St. Pete's $1 million bike bet | Nov. 24

Where cars crash, I won't ride

The 1.7 mile section of Dr. Martin Luther King Jr. Street N in St. Petersburg is a resurfacing project that resulted in the addition of two bike lanes and the deletion of a southbound lane. It is first and foremost a resurfacing project. The street was not widened and would have been resurfaced anyway. So this is not a $1 million bike lane project. The actual cost presented to the City Council was $833,000 for the total project with $73,000 for painting. There are eight lines in the new roadway; two of those lines designate the bike lane. Assume 30 percent for painting the bike lane, signage, etc., and that results in a cost of $22,000 to add bike lanes. Not nearly a million bucks.

But should riders ignore the investment in these new lanes?
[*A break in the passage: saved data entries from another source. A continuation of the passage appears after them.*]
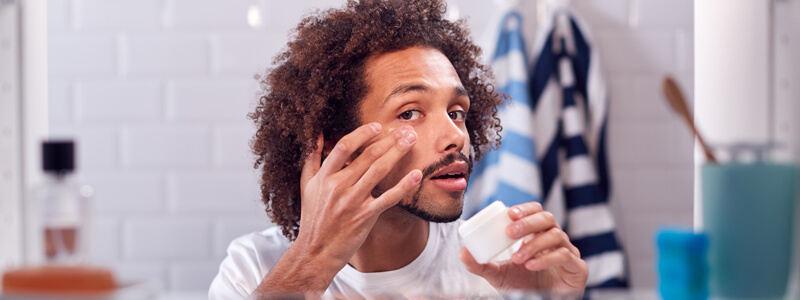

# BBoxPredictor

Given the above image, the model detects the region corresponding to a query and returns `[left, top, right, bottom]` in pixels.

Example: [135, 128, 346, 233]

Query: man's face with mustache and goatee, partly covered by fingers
[360, 47, 472, 222]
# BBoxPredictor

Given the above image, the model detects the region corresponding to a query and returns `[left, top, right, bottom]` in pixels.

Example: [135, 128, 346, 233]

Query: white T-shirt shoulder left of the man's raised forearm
[209, 226, 291, 299]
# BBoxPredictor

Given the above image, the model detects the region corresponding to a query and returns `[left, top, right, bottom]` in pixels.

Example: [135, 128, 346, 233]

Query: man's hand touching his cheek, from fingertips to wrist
[297, 123, 422, 267]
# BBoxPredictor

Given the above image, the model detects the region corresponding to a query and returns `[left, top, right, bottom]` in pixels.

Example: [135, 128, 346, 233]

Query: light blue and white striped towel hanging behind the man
[464, 11, 541, 217]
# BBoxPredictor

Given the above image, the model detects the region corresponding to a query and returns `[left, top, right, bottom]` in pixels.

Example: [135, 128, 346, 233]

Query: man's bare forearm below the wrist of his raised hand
[253, 240, 347, 299]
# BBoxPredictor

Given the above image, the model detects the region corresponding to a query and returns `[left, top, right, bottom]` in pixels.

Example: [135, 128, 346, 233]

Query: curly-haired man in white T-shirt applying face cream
[209, 0, 588, 298]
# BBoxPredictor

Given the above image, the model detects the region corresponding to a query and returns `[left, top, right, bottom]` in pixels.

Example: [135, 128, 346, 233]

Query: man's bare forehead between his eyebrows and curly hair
[365, 47, 461, 94]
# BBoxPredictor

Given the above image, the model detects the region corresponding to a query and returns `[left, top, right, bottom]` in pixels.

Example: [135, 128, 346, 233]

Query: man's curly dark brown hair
[249, 0, 504, 240]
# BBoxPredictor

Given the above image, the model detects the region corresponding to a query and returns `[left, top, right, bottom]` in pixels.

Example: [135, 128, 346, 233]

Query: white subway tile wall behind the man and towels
[48, 0, 694, 292]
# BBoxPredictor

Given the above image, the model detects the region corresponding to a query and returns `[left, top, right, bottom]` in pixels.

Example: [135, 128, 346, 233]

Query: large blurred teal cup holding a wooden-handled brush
[702, 163, 797, 299]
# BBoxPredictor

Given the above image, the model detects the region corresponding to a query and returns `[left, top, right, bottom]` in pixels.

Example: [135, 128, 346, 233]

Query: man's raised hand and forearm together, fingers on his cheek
[256, 123, 422, 293]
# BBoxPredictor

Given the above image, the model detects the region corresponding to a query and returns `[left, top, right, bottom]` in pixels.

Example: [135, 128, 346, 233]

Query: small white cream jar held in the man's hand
[458, 201, 517, 264]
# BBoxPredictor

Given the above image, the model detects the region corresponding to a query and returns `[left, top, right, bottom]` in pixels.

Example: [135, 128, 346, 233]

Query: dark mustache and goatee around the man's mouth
[396, 152, 472, 223]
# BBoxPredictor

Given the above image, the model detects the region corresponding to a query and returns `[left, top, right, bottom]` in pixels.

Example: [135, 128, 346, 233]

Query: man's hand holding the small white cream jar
[461, 202, 589, 293]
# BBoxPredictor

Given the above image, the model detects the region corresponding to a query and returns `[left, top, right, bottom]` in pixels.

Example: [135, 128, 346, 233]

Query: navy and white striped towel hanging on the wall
[530, 11, 627, 288]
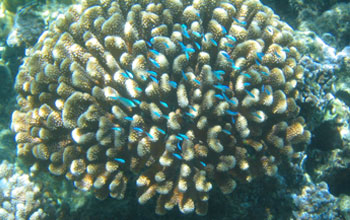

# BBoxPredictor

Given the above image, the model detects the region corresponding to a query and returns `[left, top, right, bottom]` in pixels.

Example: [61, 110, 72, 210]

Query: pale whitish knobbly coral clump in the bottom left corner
[0, 161, 55, 220]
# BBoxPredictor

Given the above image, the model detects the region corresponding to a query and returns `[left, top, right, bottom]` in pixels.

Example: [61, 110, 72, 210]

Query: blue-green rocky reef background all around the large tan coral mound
[0, 0, 350, 220]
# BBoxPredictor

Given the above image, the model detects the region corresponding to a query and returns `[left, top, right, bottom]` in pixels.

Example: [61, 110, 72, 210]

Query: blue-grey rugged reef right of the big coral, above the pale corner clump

Absolutely, in my eyes as a business owner in the middle of this repaved and reduced traffic road. Traffic southbound regularly stacks up waiting for the light at 22nd Avenue N because there is only one vehicle lane. I have witnessed three rear-end collisions outside of my office due to this traffic gridlock pushed on us by City Hall. As an avid bike rider that rides more than 75 miles a week I will not use a lane that is a ready escape for a car about to rear end another.
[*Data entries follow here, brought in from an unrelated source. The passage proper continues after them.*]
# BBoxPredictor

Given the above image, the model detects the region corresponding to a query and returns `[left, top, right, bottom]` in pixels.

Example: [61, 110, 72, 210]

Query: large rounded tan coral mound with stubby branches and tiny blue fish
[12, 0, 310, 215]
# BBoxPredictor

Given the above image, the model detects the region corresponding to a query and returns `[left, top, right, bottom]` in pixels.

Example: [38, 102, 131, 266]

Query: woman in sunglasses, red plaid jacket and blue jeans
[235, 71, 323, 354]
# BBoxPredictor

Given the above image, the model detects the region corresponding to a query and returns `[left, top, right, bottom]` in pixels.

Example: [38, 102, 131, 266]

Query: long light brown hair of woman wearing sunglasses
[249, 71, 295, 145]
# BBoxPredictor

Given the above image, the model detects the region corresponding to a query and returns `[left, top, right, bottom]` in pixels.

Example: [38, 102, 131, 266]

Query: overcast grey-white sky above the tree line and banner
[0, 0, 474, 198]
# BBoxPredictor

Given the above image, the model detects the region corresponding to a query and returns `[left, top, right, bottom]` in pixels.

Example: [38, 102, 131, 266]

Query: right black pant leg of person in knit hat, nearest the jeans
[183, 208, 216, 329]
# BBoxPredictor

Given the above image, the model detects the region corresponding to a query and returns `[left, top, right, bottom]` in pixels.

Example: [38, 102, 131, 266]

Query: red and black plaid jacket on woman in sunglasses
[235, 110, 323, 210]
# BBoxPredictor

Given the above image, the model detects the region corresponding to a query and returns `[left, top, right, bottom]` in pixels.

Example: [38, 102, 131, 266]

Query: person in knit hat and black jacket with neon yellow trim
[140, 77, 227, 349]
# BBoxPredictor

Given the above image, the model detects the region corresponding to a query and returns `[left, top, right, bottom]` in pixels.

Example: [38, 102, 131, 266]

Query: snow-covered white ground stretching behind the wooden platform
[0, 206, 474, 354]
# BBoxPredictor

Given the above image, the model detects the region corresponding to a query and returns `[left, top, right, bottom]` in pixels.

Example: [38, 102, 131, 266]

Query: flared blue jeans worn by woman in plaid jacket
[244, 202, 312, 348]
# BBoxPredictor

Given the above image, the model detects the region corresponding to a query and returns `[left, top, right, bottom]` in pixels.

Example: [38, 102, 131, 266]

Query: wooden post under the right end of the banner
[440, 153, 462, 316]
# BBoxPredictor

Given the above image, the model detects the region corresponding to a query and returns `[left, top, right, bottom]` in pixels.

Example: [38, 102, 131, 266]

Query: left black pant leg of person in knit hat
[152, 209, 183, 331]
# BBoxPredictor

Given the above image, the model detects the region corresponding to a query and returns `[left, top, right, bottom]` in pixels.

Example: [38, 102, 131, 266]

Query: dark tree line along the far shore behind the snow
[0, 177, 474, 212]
The loss of a southbound lane on this street has hindered the efficient movement of traffic. St. Petersburg's "Complete Streets" program is nothing more than an attempt to garner another meaningless award for the city as having the first- or second-most bike lanes for a city its size, but they are not connected in a coherent way and are often more dangerous than what came before.
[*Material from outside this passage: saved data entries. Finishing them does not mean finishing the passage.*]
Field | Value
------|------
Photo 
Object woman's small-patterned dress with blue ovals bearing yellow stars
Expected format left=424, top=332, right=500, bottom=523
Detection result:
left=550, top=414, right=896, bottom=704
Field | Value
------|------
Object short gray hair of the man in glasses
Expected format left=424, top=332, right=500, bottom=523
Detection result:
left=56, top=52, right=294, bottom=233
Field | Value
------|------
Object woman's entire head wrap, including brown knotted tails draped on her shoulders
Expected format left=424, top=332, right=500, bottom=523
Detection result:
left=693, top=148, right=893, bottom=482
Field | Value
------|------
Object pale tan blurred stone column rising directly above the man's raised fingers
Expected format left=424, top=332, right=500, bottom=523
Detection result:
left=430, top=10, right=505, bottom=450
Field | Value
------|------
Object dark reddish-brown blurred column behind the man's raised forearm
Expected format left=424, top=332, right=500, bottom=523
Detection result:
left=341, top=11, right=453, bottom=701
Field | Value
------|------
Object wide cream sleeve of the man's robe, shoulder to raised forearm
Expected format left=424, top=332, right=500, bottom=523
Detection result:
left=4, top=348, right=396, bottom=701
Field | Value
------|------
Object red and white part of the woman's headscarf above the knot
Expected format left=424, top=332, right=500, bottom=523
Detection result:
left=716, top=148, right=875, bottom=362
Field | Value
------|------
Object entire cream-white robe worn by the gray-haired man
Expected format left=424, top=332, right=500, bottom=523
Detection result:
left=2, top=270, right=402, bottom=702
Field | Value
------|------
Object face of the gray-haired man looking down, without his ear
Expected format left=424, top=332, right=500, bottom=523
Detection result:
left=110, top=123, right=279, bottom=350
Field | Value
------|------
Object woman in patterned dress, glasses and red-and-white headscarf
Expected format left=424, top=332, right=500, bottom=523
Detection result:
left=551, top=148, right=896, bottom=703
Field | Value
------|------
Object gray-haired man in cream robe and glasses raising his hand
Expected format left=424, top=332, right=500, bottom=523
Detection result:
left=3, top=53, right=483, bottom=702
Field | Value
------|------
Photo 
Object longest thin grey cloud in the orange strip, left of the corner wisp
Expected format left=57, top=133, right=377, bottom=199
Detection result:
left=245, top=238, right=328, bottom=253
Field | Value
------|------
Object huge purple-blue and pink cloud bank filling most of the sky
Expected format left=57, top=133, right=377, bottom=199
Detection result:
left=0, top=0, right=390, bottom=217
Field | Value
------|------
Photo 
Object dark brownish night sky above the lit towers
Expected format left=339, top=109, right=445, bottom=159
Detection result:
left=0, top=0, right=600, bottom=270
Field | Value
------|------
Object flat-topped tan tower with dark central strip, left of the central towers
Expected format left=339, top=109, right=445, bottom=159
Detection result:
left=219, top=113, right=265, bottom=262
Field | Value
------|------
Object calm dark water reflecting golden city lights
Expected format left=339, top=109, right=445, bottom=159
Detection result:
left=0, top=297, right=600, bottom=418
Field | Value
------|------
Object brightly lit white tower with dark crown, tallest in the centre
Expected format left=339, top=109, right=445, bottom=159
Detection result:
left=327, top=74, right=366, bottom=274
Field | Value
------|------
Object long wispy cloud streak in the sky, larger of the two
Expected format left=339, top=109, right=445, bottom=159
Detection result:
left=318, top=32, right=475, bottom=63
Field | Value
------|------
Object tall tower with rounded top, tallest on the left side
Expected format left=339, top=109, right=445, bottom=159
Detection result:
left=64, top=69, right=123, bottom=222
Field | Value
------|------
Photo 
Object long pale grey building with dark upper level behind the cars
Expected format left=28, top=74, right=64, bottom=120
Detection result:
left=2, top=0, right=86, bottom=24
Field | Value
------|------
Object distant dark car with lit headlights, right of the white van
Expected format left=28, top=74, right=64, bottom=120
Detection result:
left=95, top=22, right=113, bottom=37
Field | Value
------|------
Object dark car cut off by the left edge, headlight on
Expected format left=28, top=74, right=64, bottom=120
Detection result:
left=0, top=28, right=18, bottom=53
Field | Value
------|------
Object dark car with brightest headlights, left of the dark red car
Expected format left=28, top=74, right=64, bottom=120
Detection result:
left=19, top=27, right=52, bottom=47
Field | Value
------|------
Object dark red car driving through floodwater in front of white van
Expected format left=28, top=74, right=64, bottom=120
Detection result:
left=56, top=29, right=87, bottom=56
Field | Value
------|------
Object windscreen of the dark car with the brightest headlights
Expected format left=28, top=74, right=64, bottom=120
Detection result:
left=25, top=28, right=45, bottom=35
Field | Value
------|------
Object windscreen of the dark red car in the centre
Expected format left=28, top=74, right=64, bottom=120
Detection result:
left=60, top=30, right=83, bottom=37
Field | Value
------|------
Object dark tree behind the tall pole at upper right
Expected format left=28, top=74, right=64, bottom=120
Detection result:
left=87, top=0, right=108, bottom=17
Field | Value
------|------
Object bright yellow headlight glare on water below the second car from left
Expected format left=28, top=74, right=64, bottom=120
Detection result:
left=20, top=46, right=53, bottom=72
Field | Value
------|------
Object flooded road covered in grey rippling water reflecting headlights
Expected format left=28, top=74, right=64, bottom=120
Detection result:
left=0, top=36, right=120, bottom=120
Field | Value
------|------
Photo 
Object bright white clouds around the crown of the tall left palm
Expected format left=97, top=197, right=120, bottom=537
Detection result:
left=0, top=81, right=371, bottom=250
Gregory J. Cahanin, St. Petersburg

5 ways Florida can improve elections | Editorial, Nov. 25

Fix overseas voting

This editorial's suggestions are a good start at getting things in order. However, one issue not addressed is that of overseas votes not reaching the supervisors of elections in time to be counted even though they were sent early enough to arrive on time. Some don't seem to have arrived at all. We need to investigate why this happened and how widespread it was. A friend of mine that is an overseas voter has lost all confidence in our elections system. He was told his ballot did not arrive even though it was sent in plenty of time. I know he is not alone. We need to demand a formal investigation. All voters need to be assured that their vote will count.

Jay Yingling, Tampa

Everybody, vote by mail

It seems to me that Oregon has the right idea on voting: Everyone votes by mail. Every eligible registered voter receives a mail-in ballot. Give us all a month to peruse the ballot and read the various questions, fill it out and mail it in or drop it off. Then we have a bipartisan team count the ballots by hand. No one has to worry about getting time off work to vote. No one has to stand in a long line waiting to vote. Old school seems like the way to go — everywhere.

Melinda N. Dube, Clearwater

Good guys with guns: Watch out | Letter, Nov. 29

Keep guns out altogether

The concept of bringing guns into schools is ludicrous. The objective should be to keep all guns out of schools. We succeed in keeping guns out of concert halls, courthouses and aircraft. Of course, we keep guns out of schools.